Almost immediately, discontinuities, weak plot points and gaps in the research began to be obvious, so back I went again to the outline, tweaking and adding before going back to the full draft. And so it’s gone on, start with the outline of the chapter, write, tweak the outline, correct some items from earlier chapters, add to the outline further down the track, write again. It’s not an absolute blueprint, but the outline is always there to guide me. I don’t have to carry the map in my head: I have a visible overview of the lie of the land which helps to get me going every morning and keeps me roughly ‘on track’. Different paths and features of the landscape may appear when I get up close, but the big picture is what sustains me through the complexities that almost defeated me on ‘A Good Liar’, Part 1 of the trilogy. Thank you Andrew Pyper. I’m sure your advice has helped to make the first third of ‘Fallout’ (Part 3 of the trilogy) take shape much more smoothly than before.

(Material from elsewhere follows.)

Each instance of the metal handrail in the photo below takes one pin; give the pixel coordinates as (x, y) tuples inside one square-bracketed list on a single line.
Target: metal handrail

The dilemma of slow broadband

I’m acutely aware of just how slow my broadband is here at home in West Cumbria. Everything I could in a twinkling in Salford is taking me so much longer here. I fear it may drive me nuts, or be manageable only when I’m visiting my ‘other house’ in Ulverston, which is only a couple of days a week. At least the broadband is tolerable there and there are rumours of super-fast broadband being started there, which would be super-cool. Fingers crossed. Maybe I should bow to the circumstances for now and concentrate on my ‘real writing’ for the rest of the week. That’s no sacrifice. It’s been going well the last couple of days, so I shall press on. If you read any of this, do leave a comment if you can, just to reassure me that I’m not talking to myself. Thanks.

Is my blog just like an expanded Tweet?

Of course I should have thought about this before, but I’m wondering whether this blog could be seen as just as an expanded Twitter stream. It displays the same way, and now that I’ve installed(?) a widget to add a link to the blog automatically on Twitter the two are weaving even more closely together. It’s also beginning to feel like a continuous loop of self-expression, potentially narcissistic and terribly distracting from actually doing and being in the world rather than commenting on it. That’s how I used to feel about Twitter before I ever started it, and that view is pulling me back again. More importantly right now, I’m feeling more drawn back to ‘real writing’.

Chapter 6 of ‘Fallout’ is desperate to be written, and I must get back to it. It’s the first opportunity for my new character Lawrence Finer to be born, a fully formed adult with a history and feelings and knowledge and substance. I have a picture of him that I found somewhere and I knew straight away that this was him. If he walked into the room right now I would know him, and talk to him about his life. But all this blogging could stand like a curtain between him and me. I need to be manage my time and focus really carefully over the next few days, so that Chapter 6 gets written and yet I practice my blogging skills enough to consolidate them.